People along Montana’s Rocky Mountain Front continue to dig out after last weekend’s snowstorm dumped as much as four feet of snow in some areas.
“We were able to get feed up to them this afternoon,” said Gene Curry, a rancher near Valier. “We took a big front wheel assist tractor and bale processor and hauled some hay up. The highway is bare but that’s the only thing is bare.”
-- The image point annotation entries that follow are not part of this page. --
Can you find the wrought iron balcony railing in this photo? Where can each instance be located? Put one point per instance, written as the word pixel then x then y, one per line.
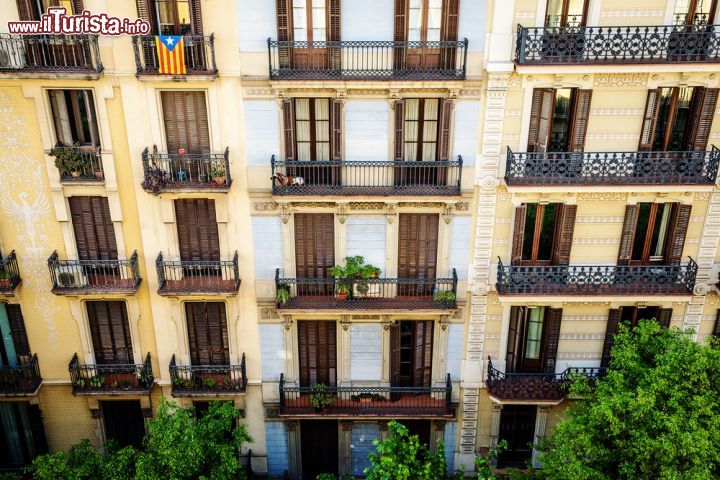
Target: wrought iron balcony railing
pixel 191 277
pixel 22 380
pixel 9 273
pixel 170 171
pixel 49 54
pixel 371 293
pixel 73 277
pixel 367 60
pixel 346 177
pixel 207 380
pixel 596 279
pixel 115 379
pixel 86 164
pixel 199 55
pixel 536 386
pixel 370 401
pixel 611 45
pixel 612 168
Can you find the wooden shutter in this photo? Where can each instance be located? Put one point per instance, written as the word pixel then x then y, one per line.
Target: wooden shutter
pixel 627 237
pixel 446 108
pixel 207 333
pixel 551 339
pixel 566 228
pixel 610 330
pixel 17 331
pixel 198 238
pixel 417 246
pixel 579 119
pixel 110 332
pixel 649 120
pixel 317 352
pixel 93 227
pixel 314 244
pixel 518 234
pixel 680 220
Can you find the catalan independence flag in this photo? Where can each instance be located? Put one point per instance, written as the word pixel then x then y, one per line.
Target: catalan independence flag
pixel 171 54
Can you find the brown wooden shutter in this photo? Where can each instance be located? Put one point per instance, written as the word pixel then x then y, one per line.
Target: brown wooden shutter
pixel 110 332
pixel 17 331
pixel 198 238
pixel 566 228
pixel 446 108
pixel 627 237
pixel 93 227
pixel 649 120
pixel 610 330
pixel 518 234
pixel 579 119
pixel 680 220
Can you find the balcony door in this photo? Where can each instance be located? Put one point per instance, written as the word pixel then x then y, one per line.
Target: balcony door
pixel 411 348
pixel 317 352
pixel 533 337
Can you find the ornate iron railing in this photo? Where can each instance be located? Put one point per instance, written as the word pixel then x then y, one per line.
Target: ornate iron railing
pixel 345 177
pixel 199 55
pixel 600 45
pixel 165 171
pixel 49 53
pixel 88 379
pixel 21 380
pixel 89 167
pixel 536 386
pixel 197 380
pixel 367 60
pixel 94 276
pixel 612 168
pixel 371 293
pixel 197 277
pixel 9 273
pixel 596 279
pixel 371 401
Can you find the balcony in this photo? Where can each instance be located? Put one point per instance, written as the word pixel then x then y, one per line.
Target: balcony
pixel 576 45
pixel 199 55
pixel 207 380
pixel 369 401
pixel 596 279
pixel 612 168
pixel 50 54
pixel 367 294
pixel 115 379
pixel 366 178
pixel 78 164
pixel 552 387
pixel 371 60
pixel 22 380
pixel 89 277
pixel 9 274
pixel 178 277
pixel 191 171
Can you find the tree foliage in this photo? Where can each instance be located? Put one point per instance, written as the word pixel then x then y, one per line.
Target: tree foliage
pixel 655 415
pixel 177 446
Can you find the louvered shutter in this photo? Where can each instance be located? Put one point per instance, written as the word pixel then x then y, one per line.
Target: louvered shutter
pixel 610 330
pixel 518 234
pixel 649 120
pixel 551 339
pixel 579 119
pixel 680 221
pixel 198 238
pixel 627 237
pixel 565 234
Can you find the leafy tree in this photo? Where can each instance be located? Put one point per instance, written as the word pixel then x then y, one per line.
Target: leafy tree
pixel 655 415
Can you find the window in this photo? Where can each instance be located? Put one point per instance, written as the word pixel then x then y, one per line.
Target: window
pixel 74 117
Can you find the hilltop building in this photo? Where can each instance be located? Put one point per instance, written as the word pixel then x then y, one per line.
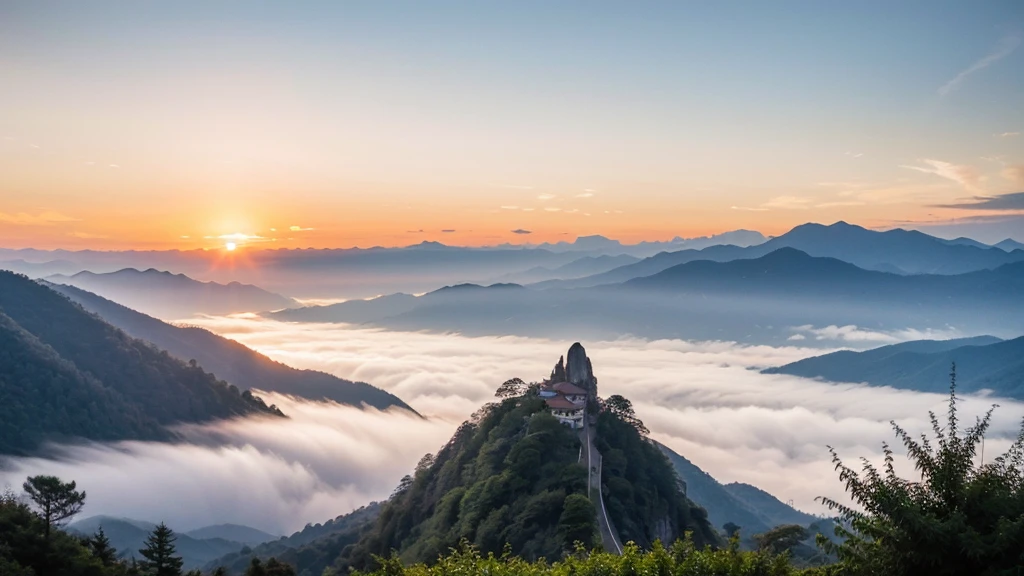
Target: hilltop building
pixel 566 402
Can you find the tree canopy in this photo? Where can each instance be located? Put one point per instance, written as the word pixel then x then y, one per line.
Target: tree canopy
pixel 957 518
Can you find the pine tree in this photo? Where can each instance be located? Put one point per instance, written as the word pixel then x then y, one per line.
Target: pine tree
pixel 159 553
pixel 56 500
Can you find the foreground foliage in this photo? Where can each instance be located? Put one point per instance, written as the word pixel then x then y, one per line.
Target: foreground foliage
pixel 958 519
pixel 682 559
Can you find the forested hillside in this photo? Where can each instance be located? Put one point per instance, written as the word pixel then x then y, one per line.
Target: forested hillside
pixel 66 373
pixel 508 476
pixel 230 360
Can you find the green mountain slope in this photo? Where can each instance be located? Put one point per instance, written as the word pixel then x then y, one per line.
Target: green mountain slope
pixel 231 361
pixel 65 373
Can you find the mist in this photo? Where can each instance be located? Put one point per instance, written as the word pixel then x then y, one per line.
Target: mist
pixel 705 400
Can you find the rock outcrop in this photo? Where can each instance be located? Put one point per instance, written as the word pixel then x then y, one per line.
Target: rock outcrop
pixel 579 369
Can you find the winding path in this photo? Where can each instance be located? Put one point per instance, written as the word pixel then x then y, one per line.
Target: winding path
pixel 592 458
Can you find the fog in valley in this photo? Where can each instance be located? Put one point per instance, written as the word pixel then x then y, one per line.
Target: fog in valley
pixel 707 401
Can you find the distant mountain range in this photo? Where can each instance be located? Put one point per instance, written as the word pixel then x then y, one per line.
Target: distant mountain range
pixel 196 547
pixel 66 374
pixel 230 360
pixel 897 251
pixel 1010 245
pixel 750 300
pixel 174 295
pixel 982 363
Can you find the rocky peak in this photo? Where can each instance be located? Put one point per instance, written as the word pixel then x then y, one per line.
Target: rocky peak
pixel 579 369
pixel 558 373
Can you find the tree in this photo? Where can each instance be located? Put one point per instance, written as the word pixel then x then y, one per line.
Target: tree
pixel 273 567
pixel 511 388
pixel 159 553
pixel 101 548
pixel 56 500
pixel 957 518
pixel 577 523
pixel 623 408
pixel 781 538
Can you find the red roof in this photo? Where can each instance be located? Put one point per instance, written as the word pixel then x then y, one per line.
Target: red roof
pixel 560 403
pixel 569 388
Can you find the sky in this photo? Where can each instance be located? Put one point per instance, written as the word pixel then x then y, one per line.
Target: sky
pixel 333 124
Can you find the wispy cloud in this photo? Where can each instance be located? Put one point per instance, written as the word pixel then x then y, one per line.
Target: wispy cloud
pixel 42 218
pixel 788 203
pixel 840 204
pixel 1006 46
pixel 87 236
pixel 853 333
pixel 237 237
pixel 1014 173
pixel 1012 202
pixel 965 175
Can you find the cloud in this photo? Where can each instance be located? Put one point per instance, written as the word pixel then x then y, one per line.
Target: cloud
pixel 1014 173
pixel 42 218
pixel 323 460
pixel 788 203
pixel 701 399
pixel 86 235
pixel 1006 46
pixel 840 204
pixel 965 175
pixel 705 400
pixel 1013 201
pixel 237 237
pixel 853 333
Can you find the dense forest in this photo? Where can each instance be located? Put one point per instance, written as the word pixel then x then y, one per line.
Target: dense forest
pixel 230 360
pixel 506 478
pixel 66 373
pixel 645 498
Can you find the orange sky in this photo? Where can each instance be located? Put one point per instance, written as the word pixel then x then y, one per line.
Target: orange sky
pixel 169 127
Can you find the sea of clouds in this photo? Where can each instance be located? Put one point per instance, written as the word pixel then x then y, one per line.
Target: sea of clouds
pixel 705 400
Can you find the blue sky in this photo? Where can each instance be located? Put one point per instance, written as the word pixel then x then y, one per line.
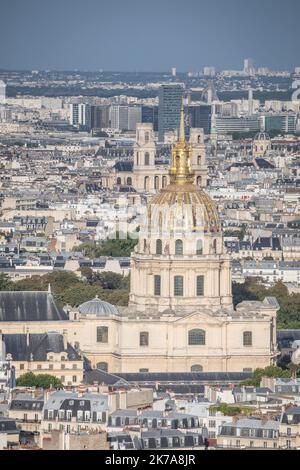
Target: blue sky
pixel 148 35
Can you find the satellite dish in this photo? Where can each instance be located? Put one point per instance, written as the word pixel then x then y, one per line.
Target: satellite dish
pixel 296 357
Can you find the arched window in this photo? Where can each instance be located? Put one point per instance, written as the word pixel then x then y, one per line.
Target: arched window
pixel 144 338
pixel 199 248
pixel 102 334
pixel 178 286
pixel 196 337
pixel 196 368
pixel 158 247
pixel 247 338
pixel 200 286
pixel 102 366
pixel 178 247
pixel 146 182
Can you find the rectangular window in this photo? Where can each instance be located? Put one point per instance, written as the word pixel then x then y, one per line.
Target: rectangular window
pixel 144 338
pixel 157 284
pixel 178 286
pixel 247 338
pixel 102 334
pixel 200 285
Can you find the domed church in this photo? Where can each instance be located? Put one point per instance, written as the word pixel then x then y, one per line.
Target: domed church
pixel 180 316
Gene Curry and his family ranch near Valier had cattle on a pasture near Browning when last weekend’s snowstorm hit. Even with death losses expected, he says another negative effect for ranchers is lost performance in this year’s calf crop which is headed to market soon.
“Instead those calves gaining weight now when they should be, you know, they should be just putting on pounds like crazy, they're losing weight here for a few days and you just never gain that back,” Curry said. “So, it just compounds. You know, you come in with lighter calves, they're worth less.”
Ranchers weren’t the only ones impacted. Kevin Bradley and his family farm north of Cut Bank still had one-third of their wheat crop yet to harvest when the snow began to fly.
“The quantity probably and the quality is going to be affected for sure,” Bradley said. “There was a lot of the acres that didn't get swathed, and so that even makes it more difficult to get it up off the ground.”
With producers already facing the stress of low livestock and commodity prices, this early winter storm is one they could have gone without.